Although intervention fatigue is real, and the Iraq intelligence furore has seriously damaged future governments’ credibility, it would be unwise to over-interpret the Syria vote. That arguably had as much to do with the way the case for military action was presented as with a broader aversion to intervention.

And this is where the committee makes perhaps its most persuasive recommendation: that the government should consider including in the next National Security Strategy “a statement of the criteria for when and whether to intervene”.

This is essentially an attempt to return to a “pre-Iraq” state, in which intervention might be defended on humanitarian grounds, subject to certain conditions. As the committee notes, Blair famously laid out five tests for humanitarian intervention in a speech to the Chicago Economic Club in 1999. Reviving this approach (if not Blair’s tests themselves) would not just make decisions on intervention easier: it would force us to lay down a statement of British foreign policy values.

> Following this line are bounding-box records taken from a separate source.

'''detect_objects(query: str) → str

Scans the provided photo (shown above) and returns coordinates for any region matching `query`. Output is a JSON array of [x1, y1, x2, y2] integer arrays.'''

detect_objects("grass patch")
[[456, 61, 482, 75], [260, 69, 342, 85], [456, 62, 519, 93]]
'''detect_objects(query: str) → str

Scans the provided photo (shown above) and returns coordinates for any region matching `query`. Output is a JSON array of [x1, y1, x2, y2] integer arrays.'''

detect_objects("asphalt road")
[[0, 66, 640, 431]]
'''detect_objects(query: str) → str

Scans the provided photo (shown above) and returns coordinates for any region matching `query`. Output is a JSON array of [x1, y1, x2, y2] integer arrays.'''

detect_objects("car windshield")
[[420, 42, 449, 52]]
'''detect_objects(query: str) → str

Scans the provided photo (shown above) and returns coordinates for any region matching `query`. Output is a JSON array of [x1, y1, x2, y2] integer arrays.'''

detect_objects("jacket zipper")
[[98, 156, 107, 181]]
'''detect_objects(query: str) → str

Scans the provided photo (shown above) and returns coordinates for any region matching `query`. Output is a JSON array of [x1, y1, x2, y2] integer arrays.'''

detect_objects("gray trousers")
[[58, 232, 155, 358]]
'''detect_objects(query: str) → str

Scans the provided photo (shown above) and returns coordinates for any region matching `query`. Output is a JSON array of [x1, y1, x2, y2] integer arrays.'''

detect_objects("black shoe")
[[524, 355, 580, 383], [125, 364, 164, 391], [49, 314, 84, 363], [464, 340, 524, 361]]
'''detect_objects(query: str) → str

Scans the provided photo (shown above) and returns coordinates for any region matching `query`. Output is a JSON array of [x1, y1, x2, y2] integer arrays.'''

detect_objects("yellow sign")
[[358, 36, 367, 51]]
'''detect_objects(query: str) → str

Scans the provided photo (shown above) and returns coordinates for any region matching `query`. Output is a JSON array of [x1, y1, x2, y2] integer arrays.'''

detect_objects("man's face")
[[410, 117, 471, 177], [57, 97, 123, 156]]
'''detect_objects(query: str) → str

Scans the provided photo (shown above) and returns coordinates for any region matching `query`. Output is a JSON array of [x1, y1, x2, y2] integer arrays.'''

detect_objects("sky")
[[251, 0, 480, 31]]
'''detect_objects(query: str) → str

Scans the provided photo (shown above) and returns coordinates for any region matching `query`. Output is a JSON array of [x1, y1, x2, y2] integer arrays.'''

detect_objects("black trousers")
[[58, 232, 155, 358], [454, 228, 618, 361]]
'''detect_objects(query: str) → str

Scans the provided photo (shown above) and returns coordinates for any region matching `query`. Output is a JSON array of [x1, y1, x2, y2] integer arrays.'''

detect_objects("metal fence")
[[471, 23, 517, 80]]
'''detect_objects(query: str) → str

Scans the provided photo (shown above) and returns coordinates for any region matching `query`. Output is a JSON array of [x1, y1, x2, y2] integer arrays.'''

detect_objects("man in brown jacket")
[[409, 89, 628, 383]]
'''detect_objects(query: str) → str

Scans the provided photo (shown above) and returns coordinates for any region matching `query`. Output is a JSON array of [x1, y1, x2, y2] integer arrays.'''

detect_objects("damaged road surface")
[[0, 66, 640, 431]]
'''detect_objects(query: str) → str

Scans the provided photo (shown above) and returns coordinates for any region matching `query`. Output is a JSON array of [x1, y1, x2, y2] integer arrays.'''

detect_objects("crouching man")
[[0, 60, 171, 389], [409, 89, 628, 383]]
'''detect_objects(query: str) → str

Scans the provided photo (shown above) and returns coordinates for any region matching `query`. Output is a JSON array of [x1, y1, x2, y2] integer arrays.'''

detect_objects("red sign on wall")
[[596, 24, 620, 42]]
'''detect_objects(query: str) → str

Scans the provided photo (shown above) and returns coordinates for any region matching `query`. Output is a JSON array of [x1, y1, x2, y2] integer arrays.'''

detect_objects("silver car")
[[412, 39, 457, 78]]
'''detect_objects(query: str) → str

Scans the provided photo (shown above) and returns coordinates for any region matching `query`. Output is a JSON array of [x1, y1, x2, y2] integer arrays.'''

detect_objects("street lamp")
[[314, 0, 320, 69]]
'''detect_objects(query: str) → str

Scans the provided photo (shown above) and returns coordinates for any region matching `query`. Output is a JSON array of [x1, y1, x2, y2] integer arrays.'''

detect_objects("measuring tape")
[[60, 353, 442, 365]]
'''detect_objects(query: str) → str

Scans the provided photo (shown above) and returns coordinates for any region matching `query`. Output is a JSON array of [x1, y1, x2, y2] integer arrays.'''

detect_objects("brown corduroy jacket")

A statement of conditions for intervention would have other crucial benefits. It would enable public debate on the intervention issue before another crisis emerges; it would provide a decision-making aid to leaders in times of extreme pressure; and it would allow future governments arguing for an intervention to make the case to parliament and the public, providing a framework for informed scrutiny.

Means and ends

As one submission to the committee noted, the UK’s decisions on intervention have been different from those of most other countries because its military forces are large enough for genuinely ambitious action. This ability to project and sustain power has allowed the UK to intervene where others could not, and many would argue it is at the heart of Britain’s close military relationship with the United States.

But the UK’s armed forces are subject to the same pressures as other areas of British public spending, and the first stages of military restructuring and reductions under Future Force 2020 have been accused of undercutting the UK’s ability to protect its national interests. It is here that the report is most critical, decrying a “lack of realism in the government’s assertion that there will be no shrinkage of UK influence when resources are still being reduced”.

For now, the UK’s military assets are probably capable of supporting most direct interventions they are likely to perform. A more difficult question is whether Britain’s indirect influence can be wielded to make up for future losses in hardware, as the Government suggests. That effort will still involve some “hard power”, through deterrent deployments, joint exercises and defence engagement; but as the report points out, there is room too for non-military conflict prevention.

And what about intervention with less overt capabilities, such as special forces or unmanned aerial vehicles? As the environments in which the UK might intervene become messier, these methods’ appeal will grow. But their practical advantages – that special forces can be deployed covertly, or that drones can be used with minimal risk of friendly casualties – are precisely those qualities which raise significant political, legal and ethical questions.

These issues are left unaddressed in the committee’s report, as too are the possibility of intervention in the Arctic or Antarctic and the potential implications of Scottish independence.

Tough choices

The report pays close attention to the US “pivot” to Asia, which it sees as grounds for increased UK attention to its own regional concerns. In some ways, the UK is in the same boat as many other countries. It fears abandonment by its superpower ally, it is working with limited resources, and it often learns through strategic trial and error. But Britain’s advanced capabilities and historical inclinations mean it has more options than most states.

This is a moment of acute uncertainty in British strategic decision-making. Unfortunately, decisions have to be made, and the stakes for those decisions are high. That being the case, the defence committee is right to argue that the basis for good decisions is a clear vision of the UK’s position in the world. In the aftermath of so many recent traumas, settling on that vision will not be easy.